Si le groupe a interprété ses succès comme Monkey Man, Pomp and Pride, il a ponctué sa prestation de quelques reprises dont Take Me Home, Country Roads chanté à l’origine par John Denver.





Des musiciens hors pair et des choristes débordantes d’énergie

Énergie. C’est le mot qui résume bien ce qui s’est passé sur scène. Les musiciens et les choristes communiquent ensemble et projettent une belle ambiance au public. Ils ont l’air de vraiment s’amuser, de vouloir que les spectateurs ressortent du théâtre Corona avec un sourire sur le visage. Et c’est vraiment ce qui nous arrive dès qu’on prend le chemin du retour.

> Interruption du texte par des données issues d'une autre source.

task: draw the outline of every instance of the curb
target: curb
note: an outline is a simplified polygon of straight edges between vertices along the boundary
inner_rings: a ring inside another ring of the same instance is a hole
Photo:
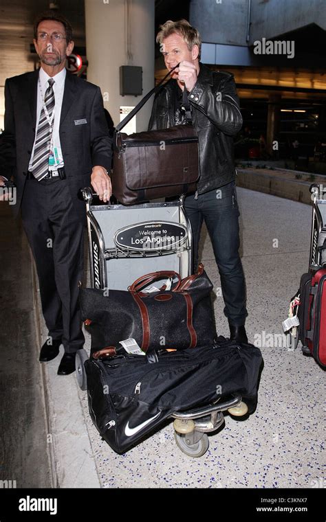
[[[289,179],[279,175],[268,174],[257,170],[237,169],[237,185],[250,190],[264,192],[293,201],[312,204],[309,188],[312,181]]]
[[[39,343],[39,346],[41,345],[41,299],[39,291],[38,289],[38,279],[36,275],[36,271],[35,264],[32,254],[32,251],[30,248],[30,257],[31,260],[32,267],[32,284],[33,288],[34,296],[33,296],[33,305],[34,310],[35,317],[35,332],[36,337],[36,342]],[[51,412],[49,407],[49,394],[47,392],[47,384],[48,383],[47,371],[45,364],[40,364],[40,372],[41,374],[42,389],[43,389],[43,400],[44,405],[44,412],[45,415],[45,422],[47,434],[52,433],[52,423],[51,423]],[[49,465],[51,476],[51,485],[52,488],[58,488],[58,475],[56,473],[56,468],[55,465],[55,451],[54,447],[53,441],[51,444],[47,444],[48,451],[47,456],[49,459]]]

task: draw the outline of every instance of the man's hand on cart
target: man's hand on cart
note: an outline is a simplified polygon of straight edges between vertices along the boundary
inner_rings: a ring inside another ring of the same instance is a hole
[[[98,165],[93,167],[91,183],[100,199],[104,203],[109,201],[112,194],[112,185],[110,177],[104,167]]]

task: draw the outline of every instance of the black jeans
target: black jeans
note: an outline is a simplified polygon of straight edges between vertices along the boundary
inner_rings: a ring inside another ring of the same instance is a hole
[[[197,199],[193,195],[187,196],[184,209],[193,230],[194,269],[198,264],[200,231],[205,220],[221,276],[224,314],[231,324],[244,324],[248,313],[244,274],[239,255],[240,213],[235,183],[199,194]]]

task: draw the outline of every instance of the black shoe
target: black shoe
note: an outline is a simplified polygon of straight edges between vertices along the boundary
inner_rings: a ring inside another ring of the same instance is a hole
[[[47,341],[44,343],[41,348],[39,361],[41,363],[47,363],[49,361],[52,361],[56,357],[59,352],[59,346],[61,344],[61,341],[59,340],[52,340],[52,344],[47,344]]]
[[[248,337],[246,333],[244,324],[240,326],[235,326],[230,324],[230,341],[235,341],[237,343],[246,343],[248,344]]]
[[[69,375],[75,371],[76,352],[72,354],[63,354],[58,368],[58,375]]]

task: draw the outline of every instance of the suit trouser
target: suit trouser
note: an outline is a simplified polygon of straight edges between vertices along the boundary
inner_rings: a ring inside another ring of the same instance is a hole
[[[84,226],[67,180],[26,180],[21,217],[35,260],[49,337],[62,339],[65,351],[72,353],[85,341],[78,304]]]
[[[221,276],[224,315],[235,326],[245,324],[246,284],[239,255],[239,212],[234,181],[219,189],[184,200],[184,209],[193,231],[193,266],[198,264],[198,249],[203,220],[212,242]]]

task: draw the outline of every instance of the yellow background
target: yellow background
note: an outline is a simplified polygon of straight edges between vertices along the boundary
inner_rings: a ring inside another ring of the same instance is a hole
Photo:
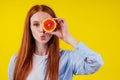
[[[119,0],[1,0],[0,1],[0,80],[8,79],[10,57],[18,52],[28,10],[35,4],[50,6],[65,18],[77,40],[100,53],[104,66],[92,75],[73,80],[118,80],[120,72]],[[63,49],[73,49],[60,41]]]

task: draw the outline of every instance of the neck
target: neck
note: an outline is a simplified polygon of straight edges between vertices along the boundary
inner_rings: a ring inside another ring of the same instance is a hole
[[[40,56],[45,56],[46,50],[47,50],[47,44],[36,43],[35,54],[40,55]]]

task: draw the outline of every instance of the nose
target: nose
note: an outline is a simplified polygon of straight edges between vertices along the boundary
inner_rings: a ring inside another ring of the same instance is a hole
[[[40,26],[39,31],[40,31],[40,33],[45,33],[45,31],[43,30],[42,26]]]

J’ai été surpris de voir que même si le chanteur a dans la soixantaine avancée, il était toujours aussi dynamique et vivant. Il aurait pu simplement chanter ses pièces sur le pilote automatique, mais non. Certains jeunes groupes auraient passé pour des “mononcles” à côté de lui et ses musiciens.

Bref, une belle soirée où le mot d’ordre était de s’amuser et d’avoir du plaisir.